Paris, Classiques Garnier, 2021, 535 p., 59 €

Près de dix ans après la soutenance de sa thèse consacrée à la carrière française de Donizetti, l’historienne Stella Rollet voit enfin publiée sa recherche fondatrice, qui participe de la « Donizetti Renaissance » tardivement arrivée dans l’Hexagone en lui offrant d’emblée un ouvrage de référence, tant par la somme des sources compulsées et des informations analysées que par l’agrément de leur présentation. Si ce volume n’est pas une biographie du compositeur au sens propre (le cadre temporel et géographique choisi l’en empêchant de facto), il en a pourtant les qualités croisées de précision du détail et de recul dans la perspective d’ensemble, et se hausse à une place singulière et précieuse dans la bibliographie francophone consacrée au Bergamasque. On apprécie notamment que la rigueur scientifique de sa rédaction soit constamment doublée d’une contextualisation des faits évoqués qui préserve ces pages, certes denses, de toute aridité, et offre au contraire une plongée immersive dans le Paris lyrique de la monarchie de Juillet.
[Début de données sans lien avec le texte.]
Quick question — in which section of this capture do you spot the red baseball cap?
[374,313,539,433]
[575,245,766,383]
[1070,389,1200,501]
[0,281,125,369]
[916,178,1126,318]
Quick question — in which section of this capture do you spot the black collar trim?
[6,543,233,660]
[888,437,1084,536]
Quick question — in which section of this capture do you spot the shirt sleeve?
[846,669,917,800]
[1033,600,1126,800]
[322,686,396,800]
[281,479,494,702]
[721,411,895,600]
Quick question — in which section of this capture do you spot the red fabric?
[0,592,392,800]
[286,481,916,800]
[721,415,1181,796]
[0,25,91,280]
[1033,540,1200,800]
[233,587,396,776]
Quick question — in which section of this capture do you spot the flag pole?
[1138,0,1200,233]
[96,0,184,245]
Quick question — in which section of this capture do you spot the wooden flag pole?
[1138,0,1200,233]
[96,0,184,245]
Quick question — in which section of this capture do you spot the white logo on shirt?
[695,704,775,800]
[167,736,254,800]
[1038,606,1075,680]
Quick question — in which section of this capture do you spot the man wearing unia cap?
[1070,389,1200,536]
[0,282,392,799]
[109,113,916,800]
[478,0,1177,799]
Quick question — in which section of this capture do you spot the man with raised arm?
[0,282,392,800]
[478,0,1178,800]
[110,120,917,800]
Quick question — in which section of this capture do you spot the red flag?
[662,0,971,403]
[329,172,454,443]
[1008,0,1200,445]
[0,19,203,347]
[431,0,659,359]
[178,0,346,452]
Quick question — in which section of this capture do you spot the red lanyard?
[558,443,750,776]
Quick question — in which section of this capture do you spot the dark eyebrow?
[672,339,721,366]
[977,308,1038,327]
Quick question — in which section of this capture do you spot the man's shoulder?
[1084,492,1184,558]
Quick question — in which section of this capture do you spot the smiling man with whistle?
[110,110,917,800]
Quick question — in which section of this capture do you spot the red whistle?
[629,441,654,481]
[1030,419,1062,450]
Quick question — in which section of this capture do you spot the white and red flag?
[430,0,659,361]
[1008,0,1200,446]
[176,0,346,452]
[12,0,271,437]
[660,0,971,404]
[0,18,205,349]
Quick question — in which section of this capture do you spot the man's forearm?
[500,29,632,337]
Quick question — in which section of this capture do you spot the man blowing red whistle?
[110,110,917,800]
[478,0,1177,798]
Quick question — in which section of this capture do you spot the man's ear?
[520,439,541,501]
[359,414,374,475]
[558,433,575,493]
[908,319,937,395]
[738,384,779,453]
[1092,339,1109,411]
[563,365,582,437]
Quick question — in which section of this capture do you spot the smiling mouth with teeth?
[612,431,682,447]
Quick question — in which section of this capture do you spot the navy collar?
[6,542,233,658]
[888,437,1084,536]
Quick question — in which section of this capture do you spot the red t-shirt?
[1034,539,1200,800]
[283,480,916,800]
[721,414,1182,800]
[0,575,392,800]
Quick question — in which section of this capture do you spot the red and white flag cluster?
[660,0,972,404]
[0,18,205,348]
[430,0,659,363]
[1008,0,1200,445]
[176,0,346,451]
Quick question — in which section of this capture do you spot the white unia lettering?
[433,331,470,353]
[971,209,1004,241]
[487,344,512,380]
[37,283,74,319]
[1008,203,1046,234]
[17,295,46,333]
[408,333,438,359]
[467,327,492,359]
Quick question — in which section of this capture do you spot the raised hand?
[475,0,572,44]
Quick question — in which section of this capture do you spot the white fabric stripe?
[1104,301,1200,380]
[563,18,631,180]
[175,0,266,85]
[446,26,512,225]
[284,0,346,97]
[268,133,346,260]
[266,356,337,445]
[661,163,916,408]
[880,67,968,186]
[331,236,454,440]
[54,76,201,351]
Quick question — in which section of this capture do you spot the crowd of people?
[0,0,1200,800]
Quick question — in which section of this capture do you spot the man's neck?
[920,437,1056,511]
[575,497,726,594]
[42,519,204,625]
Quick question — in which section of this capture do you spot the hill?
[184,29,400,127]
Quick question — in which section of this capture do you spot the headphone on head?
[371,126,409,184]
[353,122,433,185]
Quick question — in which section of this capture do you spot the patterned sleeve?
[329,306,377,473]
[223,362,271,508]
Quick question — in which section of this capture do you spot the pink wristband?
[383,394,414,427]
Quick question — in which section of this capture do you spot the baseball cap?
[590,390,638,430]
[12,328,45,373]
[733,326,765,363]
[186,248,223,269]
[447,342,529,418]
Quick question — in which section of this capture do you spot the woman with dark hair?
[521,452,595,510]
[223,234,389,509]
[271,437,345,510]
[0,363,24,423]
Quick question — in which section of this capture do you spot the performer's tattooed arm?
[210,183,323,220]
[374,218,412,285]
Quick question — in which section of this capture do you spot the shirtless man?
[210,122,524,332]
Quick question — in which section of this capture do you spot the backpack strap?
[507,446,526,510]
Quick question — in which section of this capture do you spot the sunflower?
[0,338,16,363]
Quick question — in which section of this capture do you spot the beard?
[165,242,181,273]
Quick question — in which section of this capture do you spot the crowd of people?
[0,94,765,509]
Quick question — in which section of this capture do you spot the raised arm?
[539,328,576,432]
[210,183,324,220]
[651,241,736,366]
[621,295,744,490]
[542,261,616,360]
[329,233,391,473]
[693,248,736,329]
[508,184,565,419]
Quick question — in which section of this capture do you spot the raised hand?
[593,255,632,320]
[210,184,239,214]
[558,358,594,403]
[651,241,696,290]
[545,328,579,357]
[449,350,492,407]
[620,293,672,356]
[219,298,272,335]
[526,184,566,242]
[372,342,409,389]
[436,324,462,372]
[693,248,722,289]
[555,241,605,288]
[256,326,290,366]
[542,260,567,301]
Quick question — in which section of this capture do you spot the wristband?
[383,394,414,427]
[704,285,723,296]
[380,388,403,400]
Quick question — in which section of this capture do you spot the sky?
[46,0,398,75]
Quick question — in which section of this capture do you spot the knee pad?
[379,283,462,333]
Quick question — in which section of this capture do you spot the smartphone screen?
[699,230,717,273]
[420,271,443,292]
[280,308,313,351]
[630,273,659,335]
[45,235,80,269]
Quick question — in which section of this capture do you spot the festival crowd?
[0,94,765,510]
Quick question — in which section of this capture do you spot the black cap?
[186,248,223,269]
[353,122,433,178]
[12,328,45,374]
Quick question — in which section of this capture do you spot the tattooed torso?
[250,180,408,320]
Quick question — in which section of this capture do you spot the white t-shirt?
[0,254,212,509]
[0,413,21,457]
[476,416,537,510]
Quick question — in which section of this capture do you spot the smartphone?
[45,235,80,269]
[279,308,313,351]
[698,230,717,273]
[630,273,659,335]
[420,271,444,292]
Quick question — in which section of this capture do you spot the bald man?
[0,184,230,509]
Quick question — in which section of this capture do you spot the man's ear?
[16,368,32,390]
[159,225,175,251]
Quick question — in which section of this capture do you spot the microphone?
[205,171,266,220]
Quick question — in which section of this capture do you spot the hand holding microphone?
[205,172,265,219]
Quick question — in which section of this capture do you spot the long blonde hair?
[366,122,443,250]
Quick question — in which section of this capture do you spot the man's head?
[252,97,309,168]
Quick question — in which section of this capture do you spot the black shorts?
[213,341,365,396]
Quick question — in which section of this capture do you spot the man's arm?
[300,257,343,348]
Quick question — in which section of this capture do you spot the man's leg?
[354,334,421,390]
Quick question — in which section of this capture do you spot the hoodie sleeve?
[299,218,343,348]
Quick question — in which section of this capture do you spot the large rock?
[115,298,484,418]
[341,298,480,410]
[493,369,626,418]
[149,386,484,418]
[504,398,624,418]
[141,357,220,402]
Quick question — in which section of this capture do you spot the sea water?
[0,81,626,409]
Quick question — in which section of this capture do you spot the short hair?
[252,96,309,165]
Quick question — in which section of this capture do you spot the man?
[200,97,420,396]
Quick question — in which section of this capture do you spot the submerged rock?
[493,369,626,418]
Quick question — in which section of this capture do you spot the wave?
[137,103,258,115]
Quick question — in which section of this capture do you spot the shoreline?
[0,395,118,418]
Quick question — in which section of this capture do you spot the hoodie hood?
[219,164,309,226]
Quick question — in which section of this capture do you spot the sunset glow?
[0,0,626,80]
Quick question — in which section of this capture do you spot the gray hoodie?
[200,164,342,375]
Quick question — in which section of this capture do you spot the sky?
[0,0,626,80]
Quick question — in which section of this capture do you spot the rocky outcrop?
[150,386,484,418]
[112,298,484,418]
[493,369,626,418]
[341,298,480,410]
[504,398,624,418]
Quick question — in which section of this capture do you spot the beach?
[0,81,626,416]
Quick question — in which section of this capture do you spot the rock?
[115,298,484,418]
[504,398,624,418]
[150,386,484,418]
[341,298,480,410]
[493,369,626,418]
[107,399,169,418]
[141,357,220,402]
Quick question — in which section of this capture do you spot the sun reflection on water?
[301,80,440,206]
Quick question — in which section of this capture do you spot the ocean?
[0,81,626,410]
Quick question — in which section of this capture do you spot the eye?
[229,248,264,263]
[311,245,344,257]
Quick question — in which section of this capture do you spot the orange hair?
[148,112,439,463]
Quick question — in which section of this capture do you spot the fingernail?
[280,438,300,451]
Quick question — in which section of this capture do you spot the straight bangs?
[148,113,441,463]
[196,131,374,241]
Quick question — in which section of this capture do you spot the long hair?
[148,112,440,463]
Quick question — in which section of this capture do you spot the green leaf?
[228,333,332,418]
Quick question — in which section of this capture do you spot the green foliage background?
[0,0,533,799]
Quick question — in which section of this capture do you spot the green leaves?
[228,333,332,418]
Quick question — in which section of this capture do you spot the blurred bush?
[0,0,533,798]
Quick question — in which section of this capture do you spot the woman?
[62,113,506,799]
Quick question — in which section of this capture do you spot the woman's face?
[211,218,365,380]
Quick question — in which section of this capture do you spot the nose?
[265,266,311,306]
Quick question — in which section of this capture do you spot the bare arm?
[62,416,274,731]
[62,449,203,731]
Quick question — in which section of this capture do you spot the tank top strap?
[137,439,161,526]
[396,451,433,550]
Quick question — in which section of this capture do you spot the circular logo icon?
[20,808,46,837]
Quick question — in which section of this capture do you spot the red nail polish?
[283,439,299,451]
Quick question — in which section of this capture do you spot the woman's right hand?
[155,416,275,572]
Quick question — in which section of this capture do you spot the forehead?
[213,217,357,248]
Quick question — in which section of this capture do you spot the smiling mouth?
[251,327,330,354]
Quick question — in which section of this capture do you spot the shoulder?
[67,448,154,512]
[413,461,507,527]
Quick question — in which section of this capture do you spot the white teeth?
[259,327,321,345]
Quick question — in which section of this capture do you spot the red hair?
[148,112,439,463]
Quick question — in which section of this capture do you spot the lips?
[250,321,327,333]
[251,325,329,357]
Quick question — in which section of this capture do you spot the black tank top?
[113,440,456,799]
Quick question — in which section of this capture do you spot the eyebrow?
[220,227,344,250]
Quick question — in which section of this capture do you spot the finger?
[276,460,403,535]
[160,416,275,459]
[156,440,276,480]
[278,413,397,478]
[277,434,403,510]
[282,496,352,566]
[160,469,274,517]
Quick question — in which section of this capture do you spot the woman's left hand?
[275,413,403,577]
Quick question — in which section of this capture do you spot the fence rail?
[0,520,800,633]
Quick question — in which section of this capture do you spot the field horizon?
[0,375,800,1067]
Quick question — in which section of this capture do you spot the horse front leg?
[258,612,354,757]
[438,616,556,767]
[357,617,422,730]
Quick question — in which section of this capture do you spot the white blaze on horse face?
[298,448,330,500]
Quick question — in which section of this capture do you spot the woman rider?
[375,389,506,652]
Le volume s’organise en trois parties, enrichies d’annexes (ces dernières étant allégées par rapport au travail scientifique originel, on attend avec impatience la mise en ligne de leur version exhaustive, à venir sur la base de données Dezède). La première, chronologique, retrace la carrière parisienne de Donizetti, des premiers contacts établis tandis qu’il est encore en Italie aux dernières années d’agonie, en passant par l’apogée du tournant 1840. La deuxième, systémique, analyse les différents processus de cette carrière : choix de programmation (reprises, adaptations ou créations), mécanismes mis en œuvre (contrats, collaborations et droits d’auteur), réseaux (rapport aux artistes, à la critique, à la reconnaissance officielle). La troisième, plus statistique, scrute les signaux quantifiables : nombre de représentations, recettes, réception critique, présence dans la bibliographie et l’iconographie, etc. La triangulaire est complète, qui permet de comprendre l’inscription du compositeur italien dans le paysage lyrique français et dans sa mémoire. Il appartient à la musicologie de la muer en quadrangulaire, en y ajoutant une réflexion proprement esthétique sur la place de Donizetti dans l’histoire de l’opéra, l’évolution de son langage ou de sa dramaturgie. Considérations qui n’auront que plus de saveur une fois enracinées dans ce substrat historique d’une incroyable fertilité.